Last Sunday was our Primary program in Sacrament Meeting. My kids are grown now, so I no longer have anyone in my family participating, but it brought back memories. Now, to say I was one of those mothers that sat on the front row, bouncing in my seat, drooling with anticipation about the primary program (even when my kids were in it) would be a gross mischaracterization of me. Yes, I watched them…but for the rest of the program I kind of checked out. I’m not proud to admit that, but I have to be honest. Sorry. But for some reason, this last week was different. Yes, I checked out (sorry, Primary Presidency….really, the kids did a nice job! It’s just a personal problem of mine) but I also suddenly relived this memory from when my boys were young, and they were wearing little missionary name tags singing “I Hope They Call Me on a Mission”. I remember vividly watching this, anticipating the day that my boys would actually leave on missions…envisioning it as the best day ever…the day I would feel like I had done my job as a mother and successfully raised them to adulthood…the crowning moment, if you will. I imagine that the fact that I have an actual missionary out serving at this moment is what brought the memory to mind.
I am ecstatic about the fact that my son is out on a mission. Getting his call was exciting, getting him ready to go was stressful but rewarding, listening to his amazing testimony at his farewell was inspiring, and dropping him off at the MTC was heart wrenching. All of it was exactly as I’d always imagined it would be. I love writing him letters, and reading his letters, and I sit with anticipation on his P-day waiting for him to pop up on the computer because, having seen him sitting and typing at the computer so many times in his life, I have a clear vision of exactly what he looks like on the other end and it almost feels for a minute like he’s home.
But a lot of years have passed since that day I watched them sing, and time has a funny way of changing how you look at things. As great as all this mission experience has been, I realize now that it is not the crowning moment of his childhood like I expected.
The BIG WIN…the greatest day ever…was THIS DAY:
The day that my husband and I, along with extended family, got to go with our son to the Jordan River temple to take out his endowments. To get the experience of being present to watch as my son came into the Celestial Room…to be there to meet him…the simulation of the possibilities for us and our family of reuniting in the next life…THAT is the greatest day. You’d think I would have been blubbering like a big idiot, but actually, I don’t think I could wipe the smile off my face.
The thing I have learned over the course of all these years, through the trials of raising my boys through their childhood, into their teenage years, and on into adulthood is that it never should have been my goal to raise my son to be a missionary. Being on a mission will help Dylan to grow and change in countless ways, and there is honestly no better place for him to be at this time in his life, but in reality it is but one small stepping stone in the course of his life. The ultimate goal…the REAL goal, for us as mothers in the gospel of Jesus Christ should always be to raise honorable young men–good, kind, hard working men that will become good, kind, hard working husbands and fathers who honor their Priesthood and serve the Lord with all their might. That’s what I saw in Dylan that day in the temple–a little peek at the young man that he is now and the extraordinary man that he is becoming and it made my heart swell.

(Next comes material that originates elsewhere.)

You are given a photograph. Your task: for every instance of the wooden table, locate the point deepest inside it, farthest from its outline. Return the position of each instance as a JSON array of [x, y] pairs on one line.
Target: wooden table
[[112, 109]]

That’s why I can say, firmly, that the day he went to the temple was the BEST DAY. I’m sure there will be many more good days to come, like the day he, hopefully, will choose to go back to the temple to be sealed to a beautiful companion that will help to make his life complete. I hope to be able to one day see him bless his baby in Sacrament Meeting, baptize his child, ordain his own son to be a priesthood holder… The list goes on. I guess, mostly, I just want to see both my boys now move on in their lives to be honorable men who serve the Lord all their lives, treat their wives with absolute respect, and raise faithful children. It’s one step at a time…but that day at the temple was a really great start.
So as the mothers of sons, many of those sons will go on missions, but many will not, and some will go and come home early. I, myself, have a son that has chosen not to go. I have several friends whose sons have chosen not to go or have come home early. Sadly, many of these young men will feel there is a stigma attached to these decisions when there should not be. The reasons shouldn’t matter to anyone because this is a personal matter between them and a Heavenly Father that loves them and knows their heart. It doesn’t make them less honorable or less worthy any more than GOING on a mission makes someone a saint. Many of them will become good, kind, hard working husbands and fathers who take their wives to the temple and raise their children in the gospel and honor their Priesthood, and in the big picture, this is the BEST DAY.
Some of our sons will even go further than that…choosing to step away from the Church altogether for a time. We can still be proud to have raised honorable, good, kind, hard working men and always remember that Heavenly Father loves them and knows their hearts too. It’s at those times that we as mothers spend a lot of time on our knees, praying that someone else’s son that made the decision to go on a mission will find them and lead them back…and hoping that everyone in their life can love them regardless of their decision to leave.
And as the mother of a daughter, I have a message for her too. Cross “returned missionary” off that checklist of important qualities you’re looking for in a mate and change that requirement to “an honorable Priesthood holder that can take me to the temple” because they’re not always the same thing.